I can relate to those feelings.

 

I think that loveweary's advice was right, and I would put some thought into what he said. From my own experience now, I wish I would have planned my marketing and business development a little more carefully before jumping into the abyss. I leaped mainly because I was frustrated and angry all the time at my previous job and I just wanted a way out. I was assuming that I could pick up my freelance clients the way I did three years ago, but the competition has become a lot more fierce and I'm in a different market geographically now. Consequently, I'm struggling, and loveweary's post makes me realize that I made decisions that were emotional and that I didn't make my planning logical enough. I am still confident that I will get things going, but it would have been nice to know some of these things a few months ago.

 

I don't know what kind of business plans you have going forward, but I would make your exit from your current situation as graceful as possible.
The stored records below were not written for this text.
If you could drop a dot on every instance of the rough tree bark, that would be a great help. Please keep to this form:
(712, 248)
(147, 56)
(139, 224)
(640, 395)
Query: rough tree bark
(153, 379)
People may have different views on what that means, but what I mean as it applies to you is to continue working with your clients and colleagues professionally. When it comes time to pull the plug on it finally, I would just be upfront with them and say that you've appreciated the time and opportunity. It didn't work out as you wanted it to, but you probably learned a lot. I think people will understand. People know that not every person is going to be a great insurance salesman. But that doesn't mean you can't be great at something else. Try to leave gracefully, because those same people might actually be helpful to you in your next venture. I know in my case, I tried to leave gracefully despite everyone knowing I wasn't happy. It enabled me to continue working on a very limited basis with these people, and it's a lifeline right now.